Even with tighter controls on party pills, there may be no such thing as a “safe legal high“, according to a leading national drug researcher.
Associate Health Minister Peter Dunne yesterday announced world-first legislation will set manufacturers in New Zealand’s $35 million party pill market jumping through medical hoops to prove the safety of their “legal highs”.
Every product now for sale would be removed when the law took effect next year. Only those cleared as “low risk” after testing would be allowed back on the shelves.
A new unit would be set up in the Health Ministry to vet all party pills before they went on the market.
“We’ll be looking for evidence of the pharmacology and toxicology risks involved [and] we’ll be looking for evidence of clinical trials. It won’t be a sort of once-over-lightly process,” Mr Dunne said.
“If that deters some people from bringing products to market that they think might not pass muster then so be it, that’s a good thing.”
Mr Dunne’s announcement was welcome news for Greymouth father Kevin Rodden, whose son Ben collapsed after taking a pill called Torque in 2007.
He was placed in an induced coma in Christchurch Hospital’s intensive care unit, with high levels of the stimulant BZP and caffeine in his system.
Mr Rodden said yesterday that he believed all party pills should be banned.
Chris Wilkins, head of the drug research team at Massey University‘s Centre for Social and Health Outcomes Research and Evaluation, said any drug making it on to the market could be a potential health hazard.
“The great hope and the intention [of the legislation] is that the arrival of this new regime will get safer legal highs on the market and ban the other ones. But that’s not going to be easy identifying the safer ones.
“Is there such a thing as a safe legal high? People tend to find out they’re unsafe only after they’ve been using them for a while.”
Wellington emergency medicine specialist and toxicologist Paul Quigley said it was “stupid” that people had to be harmed before products could be proven unsafe.
He saw patients with bizarre withdrawal symptoms and insomnia after taking party pills, and surges in admissions that had led to contaminated products being banned.
“Instead of closing the door once the horse has bolted, it’s not opening the stable door to start with.
“If [manufacturers] really believe in this stuff, then they would prove how safe it is. I would be surprised if any of them actually step up and put their product under that level of scrutiny.”
Party pill industry expert Matt Bowden said he had been fighting for 10 years for changes like these. New Zealand now had legislation to be proud of.
“Everybody else in the world has used prohibition to their detriment, handing party pills over to the black market. For the first time, Peter Dunne has taken back control.”

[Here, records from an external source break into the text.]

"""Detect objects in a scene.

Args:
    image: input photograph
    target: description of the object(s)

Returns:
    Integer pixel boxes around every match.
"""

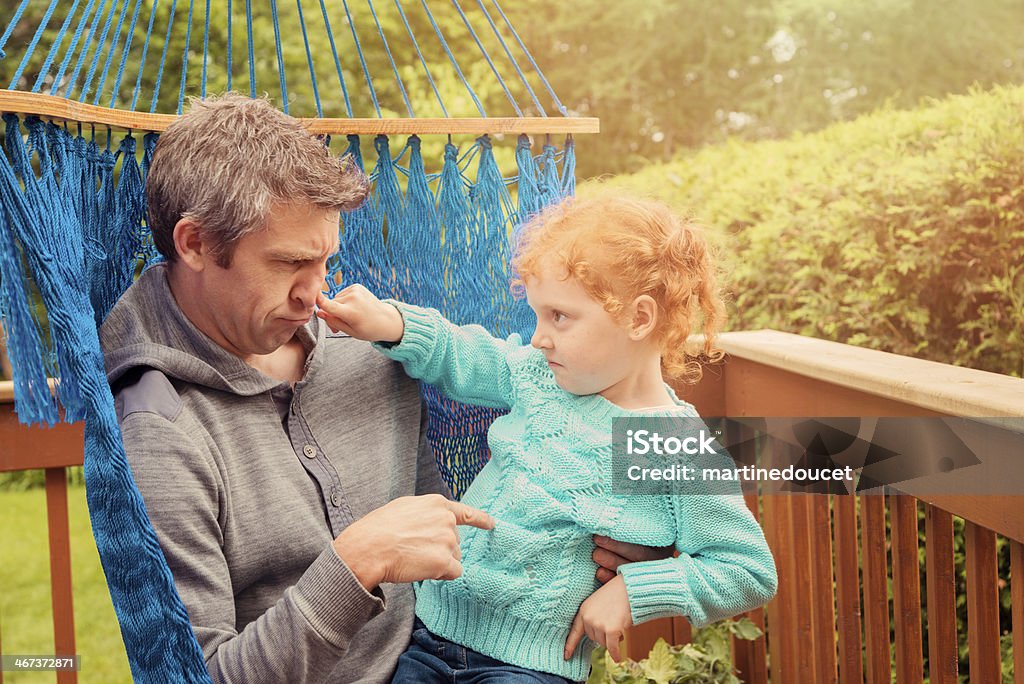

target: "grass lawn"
[0,486,131,684]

New Zealand Drug Foundation executive director Ross Bell said the announcement was a “world first” in overcoming the major loopholes in outdated drug legislation.
“It is quite a pragmatic solution – a system of regulation that puts the onus on the industry to jump through certain hoops.
“While it took us 10 years to get to this point, I think it’s quite a smart way of dealing with these substances. The old way of doing it has not worked.”
Party pill retailers say their customers come from all walks of life, but a 20-year-old user says seekers of legal highs are mainly teenagers.
Staff at Cosmic Cuba Mall said they would struggle to identify a target demographic for their party products as they sell to a varied customer base.
But Laura Foley, a 20-year-old communications student at Massey University, said she was already considered too old to be taking the pills. “When I started taking BZP I was 16 – I imagine it’s the same age [now]. This is the kids that can’t get their hands on ecstasy, or are too scared to try it,” she said.
A 2008 survey found that 13.5 per cent of New Zealanders aged 16 to 64 had tried BZP at least once while it was legally available. That compared with 46.4 per cent for cannabis and 6.2 per cent for ecstasy.
About 28 substances and more than 50 products that contained them were banned, contributing to a 75 per cent drop in the number of emergency callouts relating to synthetic cannabis products, Mr Dunne said.
But Cabinet papers state such bans “cannot keep up with the emergence of new psychoactive substances”.
Mr Dunne said the new test would reverse the onus of proof, making all psychoactive substances illegal until approved.
He would personally like to see all party pills removed from sale.
“But I respect that in an open society people have got choices.”